I'm pondering a way to wrap method calls on models in RoR. (The reason for this being a custom model caching system that would allow me to do a lot of work behind the scenes on data being created by some large models that my clients are using without having to constantly load those models and parse ALL the very fat data to get the output. I could just send the output already calculated and stored in a different place and a delayed job behind the scenes that does the calculation and stores it isn't really an option due to how the data is collected or the egregious volume in question.. Its hard to explain.)
So given that I have an instance of this extremely simple class;
class Person < ApplicationRecord
attr_accessor: :name
has_many :books
has_many :friends
end
How would I go about writing something that allows me to programmatically "intercept" ALL (or all except those I specifically say not to) method calls to a given class.
So if someone does this;
bob = Person.find 1
puts bob.name
puts bob.friends.count
I could have this system know to do something before .name
is called or before .friends
is called.
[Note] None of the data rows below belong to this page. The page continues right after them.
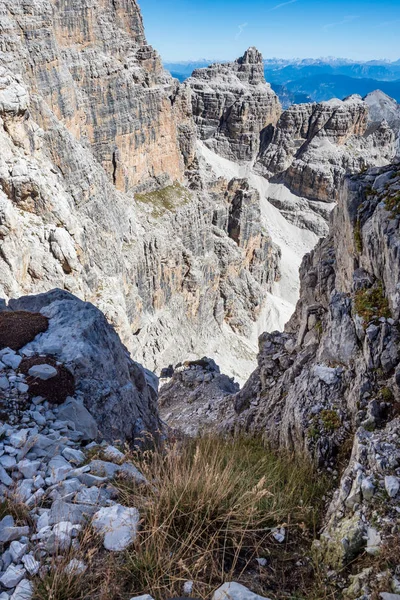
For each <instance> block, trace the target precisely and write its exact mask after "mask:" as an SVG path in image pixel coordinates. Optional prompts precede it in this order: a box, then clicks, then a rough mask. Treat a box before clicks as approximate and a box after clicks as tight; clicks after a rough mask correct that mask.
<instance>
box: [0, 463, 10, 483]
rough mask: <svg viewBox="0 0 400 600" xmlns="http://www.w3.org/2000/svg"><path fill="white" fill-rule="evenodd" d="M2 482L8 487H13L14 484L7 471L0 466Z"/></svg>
mask: <svg viewBox="0 0 400 600" xmlns="http://www.w3.org/2000/svg"><path fill="white" fill-rule="evenodd" d="M0 481H1V483H2V484H4V485H6V486H7V487H9V486H10V485H12V482H13V480H12V479H11V477H10V476H9V475H8V473H7V471H6V470H5V469H4V467H2V466H0Z"/></svg>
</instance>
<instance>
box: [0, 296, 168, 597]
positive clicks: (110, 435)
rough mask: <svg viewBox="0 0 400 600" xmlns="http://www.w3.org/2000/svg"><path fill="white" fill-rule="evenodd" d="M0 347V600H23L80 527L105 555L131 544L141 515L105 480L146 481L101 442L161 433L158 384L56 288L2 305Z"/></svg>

Something like checking to see if we already have an answer to this question somewhere else..
I was looking at using a before_hook
and override the method_added
hook to prepend my code per this question: call before methods in model on ruby but the issue was it works for .name
but not for .friends
. I assume this is due to some rails magic as friends just gives you the active record call per normal without actually executing the hook..
I'd love to be able to do something like;
class Person < ApplicationRecord
include CustomCachableThingy
before_hook :friends, :name, except: :books
attr_accessor: :name
has_many :books
has_many :friends
end
Again this is a very simple example. The models in question are way too big and have way too much data. So trying to find something I can make work for my client.
Thoughts?
If you really want to wrap every method call (or even the ones defined by the target class itself), you can define a module that does 2 things,
method_added
method call and wrap every new method that is added with the same custom codeA good example using this strategy is answered here. You can customize this to take additional except
configuration and exclude those methods.
The meta-programming going on here is to rewrite each method as it is injected into the instance.
Another option is to wrap only specific method calls with your custom code, if you know which ones you'll need to cache. It will be less overhead and cleaner implementation.
For implementation, you can use the same meta-programming approach as described in the first example. One more approach can be to add an alias to the original method and rewrite the method to include your hook. Something like,
def add_before_hook(method_name)
class_eval do
without = :"#{method_name}_without_before_each_method"
alias_method without, method_name
define_method method_name do |*args, &block|
puts 'called before'
send without, *args, &block
end
end
end
The problem with the second approach is that it pollutes your method namespace by adding a duplicate method for each of your instance methods.